Having one of the world’s great arena rock bands visit your city after ten months on the road comes with pros and cons. On one hand, it’s only fair to expect a little jadedness from musicians who’ve been playing (in Rush’s case) the same set night after night after night after night.

On the other hand, you can also hear and see the benefit a band locked into their craft.

The latter was the hand unveiled last night, when Rush’s Clockwork Angels Tour finally arrived in Vancouver at Rogers Arena.

IN PICTURES: Rush draws closer to Vancouver's heart at Rogers Arena

The blistering one-two opening punches of “Subdivisions” and “The Big Money” were clear demonstrations of a band coming into end of season playoff form, the latter delivered with a ferocity missing from its original recording; an astonishing noise coming from just three musicians.

“So nice to be back in B.C.,” smiled bassist and nominal front man Geddy Lee after “Force Ten.” “We’ve got about six or seven hundred songs we’d like to play.”

Lee’s jokes, tried and tested in auditoriums around the world, were still warm enough to generate laughs and cheers.

“Let’s go back 30 years,” he announced by way of introducing “The Analog Kid”, “When I was 12. Really!”

30 years ago Geddy Lee was 29, but who’s counting?

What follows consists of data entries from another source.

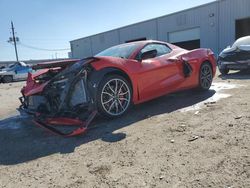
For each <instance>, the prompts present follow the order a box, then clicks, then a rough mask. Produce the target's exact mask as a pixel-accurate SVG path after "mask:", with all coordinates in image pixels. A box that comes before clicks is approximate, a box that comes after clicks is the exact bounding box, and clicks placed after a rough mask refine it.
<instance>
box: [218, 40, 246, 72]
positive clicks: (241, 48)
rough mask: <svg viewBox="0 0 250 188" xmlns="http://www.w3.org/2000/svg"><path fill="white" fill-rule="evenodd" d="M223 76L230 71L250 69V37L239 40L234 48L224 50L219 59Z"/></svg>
mask: <svg viewBox="0 0 250 188" xmlns="http://www.w3.org/2000/svg"><path fill="white" fill-rule="evenodd" d="M218 67H219V70H220V72H221V74H228V72H229V71H230V70H243V69H250V36H246V37H242V38H239V39H238V40H236V41H235V42H234V44H233V45H232V46H228V47H227V48H226V49H224V50H223V51H222V52H221V53H220V55H219V58H218Z"/></svg>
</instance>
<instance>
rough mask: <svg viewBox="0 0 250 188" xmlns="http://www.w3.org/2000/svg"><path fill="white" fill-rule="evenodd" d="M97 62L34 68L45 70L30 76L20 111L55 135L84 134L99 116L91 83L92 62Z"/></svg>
mask: <svg viewBox="0 0 250 188" xmlns="http://www.w3.org/2000/svg"><path fill="white" fill-rule="evenodd" d="M96 60H98V59H97V58H94V57H93V58H86V59H83V60H80V61H78V62H75V63H72V65H69V66H67V67H66V66H65V65H64V64H60V63H59V64H56V65H55V64H54V65H53V66H51V64H48V65H47V66H41V67H39V66H38V67H35V68H38V69H39V68H42V70H40V73H37V75H32V74H29V77H28V80H27V85H26V86H25V87H24V88H23V89H22V90H21V93H22V95H23V96H22V97H21V98H20V101H21V106H20V110H21V111H25V112H27V113H30V114H33V115H34V122H35V124H37V125H38V126H41V127H43V128H45V129H47V130H49V131H51V132H53V133H55V134H58V135H62V136H73V135H78V134H81V133H84V132H85V131H86V130H87V128H88V126H89V124H90V123H91V121H92V120H93V118H94V117H95V115H96V114H97V110H96V105H95V99H94V96H95V95H94V94H93V93H92V92H94V88H93V86H92V84H90V82H89V75H90V74H91V73H92V71H93V68H92V67H91V65H90V62H93V61H96ZM58 125H60V126H58ZM55 127H56V128H55ZM66 127H67V128H66ZM65 129H67V130H65ZM68 129H70V130H68Z"/></svg>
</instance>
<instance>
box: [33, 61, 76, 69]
mask: <svg viewBox="0 0 250 188" xmlns="http://www.w3.org/2000/svg"><path fill="white" fill-rule="evenodd" d="M79 60H80V59H66V60H61V61H51V62H45V63H39V64H37V65H33V66H32V69H34V70H39V69H49V68H56V67H61V68H65V67H67V66H69V65H72V64H74V63H76V62H77V61H79Z"/></svg>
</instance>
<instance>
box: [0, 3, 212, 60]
mask: <svg viewBox="0 0 250 188" xmlns="http://www.w3.org/2000/svg"><path fill="white" fill-rule="evenodd" d="M211 1H213V0H195V1H194V0H178V1H177V0H71V1H70V0H0V61H5V60H15V53H14V46H13V45H12V44H9V43H7V40H8V38H9V37H10V36H11V33H10V31H11V30H10V21H11V20H12V21H13V22H14V26H15V29H16V34H17V36H18V37H19V38H20V41H21V43H22V44H25V45H30V46H34V47H38V48H44V49H67V48H70V45H69V41H70V40H74V39H77V38H81V37H85V36H89V35H93V34H96V33H100V32H103V31H107V30H111V29H115V28H118V27H122V26H125V25H129V24H133V23H136V22H140V21H143V20H147V19H150V18H155V17H158V16H162V15H166V14H170V13H173V12H176V11H180V10H183V9H187V8H191V7H194V6H197V5H201V4H204V3H208V2H211ZM18 52H19V59H21V60H28V59H51V58H55V57H56V56H57V57H67V52H68V51H41V50H34V49H30V48H26V47H24V46H22V45H21V44H19V45H18Z"/></svg>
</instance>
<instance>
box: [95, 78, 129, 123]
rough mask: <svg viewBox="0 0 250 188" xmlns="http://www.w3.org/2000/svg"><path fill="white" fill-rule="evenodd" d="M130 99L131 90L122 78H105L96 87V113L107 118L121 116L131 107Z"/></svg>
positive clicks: (118, 116)
mask: <svg viewBox="0 0 250 188" xmlns="http://www.w3.org/2000/svg"><path fill="white" fill-rule="evenodd" d="M131 98H132V88H131V86H130V84H129V82H128V81H127V80H126V79H125V78H124V77H122V76H119V75H110V76H107V77H106V78H104V79H103V80H102V81H101V83H100V85H99V87H98V93H97V105H98V111H99V113H101V115H103V116H105V117H109V118H114V117H119V116H122V115H123V114H125V113H126V112H127V111H128V109H129V107H130V105H131V100H132V99H131Z"/></svg>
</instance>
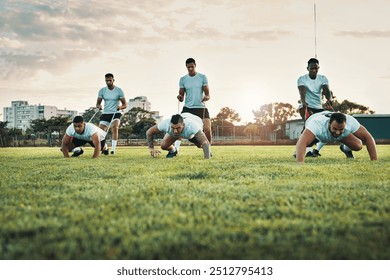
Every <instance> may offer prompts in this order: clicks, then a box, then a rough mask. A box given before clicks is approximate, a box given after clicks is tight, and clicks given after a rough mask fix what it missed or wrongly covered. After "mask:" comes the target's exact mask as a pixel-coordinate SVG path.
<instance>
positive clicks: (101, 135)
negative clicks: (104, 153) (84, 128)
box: [66, 123, 106, 141]
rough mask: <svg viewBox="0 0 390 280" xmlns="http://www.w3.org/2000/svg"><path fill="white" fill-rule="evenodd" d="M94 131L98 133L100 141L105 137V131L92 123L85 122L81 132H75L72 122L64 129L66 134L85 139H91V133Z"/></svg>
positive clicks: (90, 140) (85, 140) (85, 139)
mask: <svg viewBox="0 0 390 280" xmlns="http://www.w3.org/2000/svg"><path fill="white" fill-rule="evenodd" d="M95 133H98V134H99V139H100V141H103V140H104V138H106V132H105V131H104V130H103V129H101V128H99V127H97V126H96V125H94V124H92V123H85V129H84V132H83V133H82V134H78V133H76V131H75V130H74V126H73V123H72V124H71V125H69V126H68V128H67V129H66V135H68V136H70V137H74V138H77V139H80V140H85V141H92V135H94V134H95Z"/></svg>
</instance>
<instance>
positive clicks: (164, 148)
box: [161, 133, 177, 158]
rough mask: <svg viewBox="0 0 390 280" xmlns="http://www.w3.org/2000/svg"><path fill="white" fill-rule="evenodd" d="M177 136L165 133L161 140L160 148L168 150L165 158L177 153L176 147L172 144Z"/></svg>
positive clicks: (173, 156) (167, 150)
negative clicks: (161, 140) (160, 145)
mask: <svg viewBox="0 0 390 280" xmlns="http://www.w3.org/2000/svg"><path fill="white" fill-rule="evenodd" d="M176 140H177V138H174V137H172V136H170V135H169V134H168V133H167V134H165V136H164V139H163V141H162V142H161V149H162V150H165V151H168V154H167V158H172V157H175V156H176V155H177V149H176V147H175V146H174V145H173V143H175V141H176Z"/></svg>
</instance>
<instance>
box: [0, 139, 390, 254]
mask: <svg viewBox="0 0 390 280" xmlns="http://www.w3.org/2000/svg"><path fill="white" fill-rule="evenodd" d="M212 151H213V157H212V159H211V160H209V161H207V160H203V159H202V158H203V153H202V150H200V149H196V148H195V147H194V146H191V147H181V150H180V154H179V156H178V157H176V158H173V159H166V158H165V154H162V155H161V156H160V157H159V158H157V159H153V158H151V157H150V156H149V155H148V150H147V148H146V147H136V148H135V147H120V148H119V149H118V151H117V154H116V155H114V156H112V155H109V156H101V157H99V158H98V159H92V158H91V157H92V149H91V148H85V153H84V154H83V155H82V156H80V157H78V158H68V159H65V158H63V157H62V154H61V153H60V152H59V150H58V148H4V149H0V164H1V170H0V177H1V182H0V194H1V195H0V225H1V229H0V258H1V259H16V260H18V259H78V260H82V259H92V260H97V259H102V260H106V259H171V260H172V259H272V260H274V259H275V260H283V259H296V260H303V259H389V258H390V200H389V193H390V172H389V171H390V146H385V145H382V146H378V154H379V158H380V160H379V161H377V162H371V161H370V160H369V157H368V154H367V151H366V150H365V149H364V150H362V151H360V152H357V153H355V157H356V158H355V159H354V160H347V159H346V158H345V155H344V154H342V153H341V152H340V150H339V149H338V146H325V147H324V148H323V150H322V154H323V155H322V156H321V157H319V158H308V159H307V160H306V163H305V164H304V165H298V164H296V163H295V161H294V159H293V158H292V152H293V151H294V147H292V146H226V147H222V146H221V147H217V146H215V147H212Z"/></svg>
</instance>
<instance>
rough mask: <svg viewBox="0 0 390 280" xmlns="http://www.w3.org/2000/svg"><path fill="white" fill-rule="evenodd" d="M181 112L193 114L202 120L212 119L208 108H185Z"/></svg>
mask: <svg viewBox="0 0 390 280" xmlns="http://www.w3.org/2000/svg"><path fill="white" fill-rule="evenodd" d="M181 112H182V113H191V114H193V115H195V116H198V117H199V118H201V119H202V120H203V119H209V118H210V114H209V110H207V108H188V107H183V110H182V111H181Z"/></svg>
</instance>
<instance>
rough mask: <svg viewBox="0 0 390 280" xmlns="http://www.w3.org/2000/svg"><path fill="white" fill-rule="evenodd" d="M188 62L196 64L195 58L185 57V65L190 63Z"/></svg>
mask: <svg viewBox="0 0 390 280" xmlns="http://www.w3.org/2000/svg"><path fill="white" fill-rule="evenodd" d="M190 63H193V64H195V65H196V63H195V59H193V58H191V57H190V58H187V60H186V65H187V64H190Z"/></svg>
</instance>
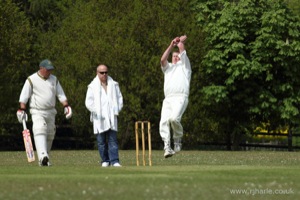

He still has the energy of a kindergarten escapee, bouncing around the stage with his legs somehow flailing in every direction simultaneously. He still plays bass like a magician, still yelps like a shocked puppy and still pulls faces like he’s having pineapples inserted while he’s singing. But then, nothing really ever changes with Rush. That’s part of the charm.

Last night that meant three monumental drum solos from Neil Peart (all masterpieces of dexterity), ultra-slick video interludes (starring Jay Baruchal as a bewildered tax inspector and the band as charmingly antisocial gnomes), countless guitar shreds from the vastly underrated Alex Lifeson and a string of tongue-in-cheek asides from Lee.

“We’re going to play some songs from ‘Clockwork Angels’,” he announced after a welcome 20-minute interval, “before we go back in time to play some of our earlier, finer work.”

It’s hard to imagine how fans could possibly be disappointed with the band’s most recent album, as it delivers the exact same brand of left-field prog Rush has specialised in for their entire career. On last night’s form, “Carnies,” “The Wreckers” and “Halo Effect” were powerful enough to stand confidently alongside their weightiest tracks.

Even so, the moment Rush actually turned back the clock and started digging around their back catalogue, the atmosphere changed from recital to party. “Red Sector A” led into “YYZ” which erupted into “The Spirit of Radio,” springing a relaxed crowd onto their feet armed with air guitars, drums and basses.

An encore of “Tom Sawyer” and “2112” was a predictable but welcome choice of bona fide Rush classics, Lifeson grabbing the limelight by puffing his cheeks and miming how the smoke drifting onto stage was effecting him.

Integrity isn’t an illusion with Rush. It’s at the core of who they are as people and as a band. Perhaps this wasn’t quite as searing a concert as the one they unleashed on Vancouver two years ago. It was still spectacular on every conceivable level.